Contrary to popular opinion we do not live in cynical times. These are partisan times, and partisans are true believers. It is not cynical to believe the worst of one’s opponents. That’s just toeing the party line as a true believer. Cynicism in the good sense involves recognizing unsavory natures and motives in oneself and one’s allies while seeing the goodness in one’s opponents – yet still making an informed choice among the shades of gray. So, the success of The Hunger Games with its more complex world view is surprising and encouraging.

Thumbs up, but not as a stand-alone movie: See the others first.

Essence of The Hunger Games world view:


  1. Even having seen the first 3 installments, my memory was rusty about some of the secondary characters, so binge watching is probably a good idea. As to Jennifer Lawrence, I have loved her in every movie I have seen her in, which includes "American Hustle" and "Silver Linings Playbook." I stand with the mockingjay!

    1. The series took 5 years to complete, so a memory refresher was probably handy for most viewers.

      Jenn hasn't lost her appeal or, fortunately, her willingness to work even though she now can buy Kentucky.

  2. The film has gotten mixed reviews, however I'll still go see it as I'm a fan. I don't know how I'll feel about splitting the last book until I see it. With the Hobbit, that final film didn't work for me, and I thought milking that book for four films was overreach. But again, if you're a huge fan of the franchise and story, you probably enjoyed it on some level.

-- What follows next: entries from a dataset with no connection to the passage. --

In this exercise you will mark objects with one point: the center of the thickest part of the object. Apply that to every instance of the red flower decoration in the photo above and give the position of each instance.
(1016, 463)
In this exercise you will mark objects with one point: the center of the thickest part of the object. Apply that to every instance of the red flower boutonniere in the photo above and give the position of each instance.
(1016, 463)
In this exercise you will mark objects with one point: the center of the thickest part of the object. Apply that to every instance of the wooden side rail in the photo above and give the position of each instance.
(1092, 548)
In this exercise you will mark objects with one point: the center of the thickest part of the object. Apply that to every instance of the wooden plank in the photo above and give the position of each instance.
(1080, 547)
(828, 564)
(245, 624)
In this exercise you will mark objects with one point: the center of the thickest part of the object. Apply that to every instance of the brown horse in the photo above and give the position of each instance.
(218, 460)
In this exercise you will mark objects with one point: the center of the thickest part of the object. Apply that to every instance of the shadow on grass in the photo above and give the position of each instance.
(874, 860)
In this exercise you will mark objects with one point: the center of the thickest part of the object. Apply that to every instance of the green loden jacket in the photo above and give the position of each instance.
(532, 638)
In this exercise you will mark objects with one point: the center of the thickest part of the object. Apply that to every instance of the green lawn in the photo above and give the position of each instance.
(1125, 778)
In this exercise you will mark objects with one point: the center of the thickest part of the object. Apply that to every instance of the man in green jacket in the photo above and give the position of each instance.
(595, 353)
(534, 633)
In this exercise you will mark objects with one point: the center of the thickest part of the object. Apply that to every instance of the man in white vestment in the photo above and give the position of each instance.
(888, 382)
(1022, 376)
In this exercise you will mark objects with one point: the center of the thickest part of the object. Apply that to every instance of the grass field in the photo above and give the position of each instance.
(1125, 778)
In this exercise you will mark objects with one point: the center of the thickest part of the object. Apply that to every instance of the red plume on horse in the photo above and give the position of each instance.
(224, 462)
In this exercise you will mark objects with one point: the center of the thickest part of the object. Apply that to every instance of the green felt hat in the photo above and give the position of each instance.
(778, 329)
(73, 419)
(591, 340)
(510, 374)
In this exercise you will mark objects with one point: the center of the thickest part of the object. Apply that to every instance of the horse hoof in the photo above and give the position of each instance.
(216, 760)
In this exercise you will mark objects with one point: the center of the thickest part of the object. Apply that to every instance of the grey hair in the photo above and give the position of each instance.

    Collins' Huger Games novels have been compared to the Japanese film/manga, Battle Royale. Granted they have a similar plot, but I've enjoyed The Hunger Games more because the characters are fleshed out a bit more as well as the setting, plus as you said ask a few hard questions, and gets you to think about them later.

    Hey, yay for the senior discount.

    1. Well, movie-making is a business. The studio clearly split the last book into two scripts for no other reason than to milk the series. That said, there is enough happening in the last book to provide material for two movies, even though it could have been compressed into one had the producers so demanded. So, from a viewer’s perspective, the split probably didn’t harm that much.

      I’ve heard about “Battle Royale” but haven’t seen/read it. It is certainly possible that Collins did. There are other precedents too, e.g. “The 10th Victim” by Robert Sheckley (made into a movie in 1965) though the participants in those games are voluntary – the sole survivor gets fame and fortune. There also is the allusion to Theseus and the Minotaur, particularly the 7 young men and 7 maidens sent as tribute to King Minos; Mary Renault’s “The King Must Die” is probably the best modern treatment of the myth.

      Once again, I like that Collins hasn’t created a simple good vs evil contest. While the final outcome (*mild Spoiler*) of “Mockingjay” is about as good as one could hope given the previous civil war, it is hard to miss that it takes place amid depopulated rubble.